As my 3-hour seminar on Modern Middle East history came to an end, a classmate approached me about some comments I made in class. Of course, nothing about that was inherently unusual. What made the encounter memorable was that she chose to address me in my native tongue, Arabic.
After fumbling with my words in conversation, I explained to her that I’m not used to speaking my language here. Maybe back in Jeddah, the city I grew up in, but not here in a classroom at an American university. Since I moved here four years ago, Arabic has been a language that belongs strictly within the confines of my household. In my history courses, colonialism wasn’t isti’mar, it was colonialism. Economics wasn’t iqtisad, it was economics. Belonging wasn’t intima’, it was belonging. University simply turned the Arabic vocabulary of my household into a jumble of indistinguishable sounds, replacing them instead with their English counterparts.
I left class that day thinking: what else have I buried away at home? What secret knowledge have I kept away from my day-to-day life at the University of Michigan? And why have I unconsciously decided that some knowledge belongs at home, while other knowledge belongs in the classroom? I answered all of these daunting questions when I took a second look at what brought me to that seminar on Modern Middle East history to begin with.
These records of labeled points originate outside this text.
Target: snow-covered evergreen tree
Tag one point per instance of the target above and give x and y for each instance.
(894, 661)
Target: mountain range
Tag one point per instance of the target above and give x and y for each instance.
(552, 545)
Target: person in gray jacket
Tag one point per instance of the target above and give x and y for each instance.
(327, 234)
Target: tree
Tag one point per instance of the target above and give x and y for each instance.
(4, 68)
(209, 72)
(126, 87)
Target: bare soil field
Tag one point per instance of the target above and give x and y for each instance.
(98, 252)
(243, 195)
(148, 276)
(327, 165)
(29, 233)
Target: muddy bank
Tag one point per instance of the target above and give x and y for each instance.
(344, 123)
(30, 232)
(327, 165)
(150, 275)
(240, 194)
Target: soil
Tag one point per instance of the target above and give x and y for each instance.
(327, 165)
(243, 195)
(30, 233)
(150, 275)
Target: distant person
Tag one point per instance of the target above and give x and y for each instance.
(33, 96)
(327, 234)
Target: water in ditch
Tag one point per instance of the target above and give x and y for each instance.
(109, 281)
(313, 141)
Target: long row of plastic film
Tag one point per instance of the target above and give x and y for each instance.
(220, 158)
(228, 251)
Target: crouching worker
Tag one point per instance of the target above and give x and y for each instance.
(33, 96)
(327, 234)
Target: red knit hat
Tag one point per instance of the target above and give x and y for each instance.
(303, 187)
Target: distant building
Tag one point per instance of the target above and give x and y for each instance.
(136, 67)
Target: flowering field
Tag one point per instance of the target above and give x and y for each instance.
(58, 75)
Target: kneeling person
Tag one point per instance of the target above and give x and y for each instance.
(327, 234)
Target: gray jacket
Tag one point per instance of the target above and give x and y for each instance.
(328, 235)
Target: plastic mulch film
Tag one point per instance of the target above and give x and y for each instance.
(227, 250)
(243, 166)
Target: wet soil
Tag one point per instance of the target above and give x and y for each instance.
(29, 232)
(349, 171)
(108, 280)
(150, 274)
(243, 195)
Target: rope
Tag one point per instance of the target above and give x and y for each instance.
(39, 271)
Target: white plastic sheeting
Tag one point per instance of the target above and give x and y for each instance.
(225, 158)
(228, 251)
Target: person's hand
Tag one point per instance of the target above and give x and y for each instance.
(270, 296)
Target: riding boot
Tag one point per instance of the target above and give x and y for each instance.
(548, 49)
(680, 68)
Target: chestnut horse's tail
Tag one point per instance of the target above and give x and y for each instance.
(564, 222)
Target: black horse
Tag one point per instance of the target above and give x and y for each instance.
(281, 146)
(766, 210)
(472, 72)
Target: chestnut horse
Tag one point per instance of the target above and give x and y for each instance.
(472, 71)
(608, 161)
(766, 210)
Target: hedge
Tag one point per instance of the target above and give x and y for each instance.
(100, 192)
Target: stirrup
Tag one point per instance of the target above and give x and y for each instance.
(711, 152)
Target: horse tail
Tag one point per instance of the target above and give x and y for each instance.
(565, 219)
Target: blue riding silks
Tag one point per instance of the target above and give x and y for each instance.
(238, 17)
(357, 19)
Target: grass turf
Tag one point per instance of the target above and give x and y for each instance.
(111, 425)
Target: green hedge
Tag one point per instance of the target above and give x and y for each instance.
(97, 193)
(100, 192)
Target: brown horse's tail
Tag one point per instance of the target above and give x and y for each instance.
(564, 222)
I decided to study history at the University of Michigan from a desire to learn about myself and how I relate to the world around me. Three years ago, I did not feel confident talking about my own peoples’ history. I did not understand why the biggest socio-political occurrence of my childhood — the Arab Spring of 2011 — had occurred, much less why it had descended into violence in my homeland in Syria. I came to this institution in search of these answers — and now, I’ve realized that I was, only partly, looking in all the wrong places.
Students of color and otherwise, largely understand “academic” knowledge to be the knowledge in books — the knowledge passed down to us by our faculty in the form of academic articles or textbooks. The gatekeepers of this knowledge are the academics with “mastery” over a given field: they’ve read every last piece of literature on the subject.
Subconsciously, I aspired to be one of those masters of knowledge. I wanted to know everything there is to know about my people and I thought the way to go about doing so was consuming all this literature, doing my homework, writing my essays and getting my grades. I’ve learned quite a great deal through doing so — and yet, I can’t seem to speak about all that I’ve learned in my native tongue, the language I dream in, the language I yell at reckless drivers in, the language I use to play with my 5-year-old brother.
I realized that I had internalized a hierarchy of knowledge: the serious “academic” knowledge of my classes, juxtaposed against my family traditions, the stories my grandparents tell me and the jokes my middle school friends and I shared in Jeddah. To my mind, learning about who I am meant unlearning the latter, and honing in on the former. It took a conversation in Arabic about class material for me to even recognize what I had done.
To be clear, I don’t believe we ought to uncritically accept our own lived experiences wholesale as “universal.” Rather, I want to invite fellow students of color, particularly immigrant students, to join me in taking our own lived experiences, communal traditions and unconscious knowledge just as seriously as we take what we read in the classroom — which, for the record, is not “universal” either, as much as it often pretends to be. My biggest moments of personal growth at the university have been moments in which I put my personal experiences in conversation with what I learn about systems of power, other identities and narratives that differ from my own.The mental exhaustion of struggling to speak my native tongue at the University is well worth the reward –– I am finally one step closer to learning who I am.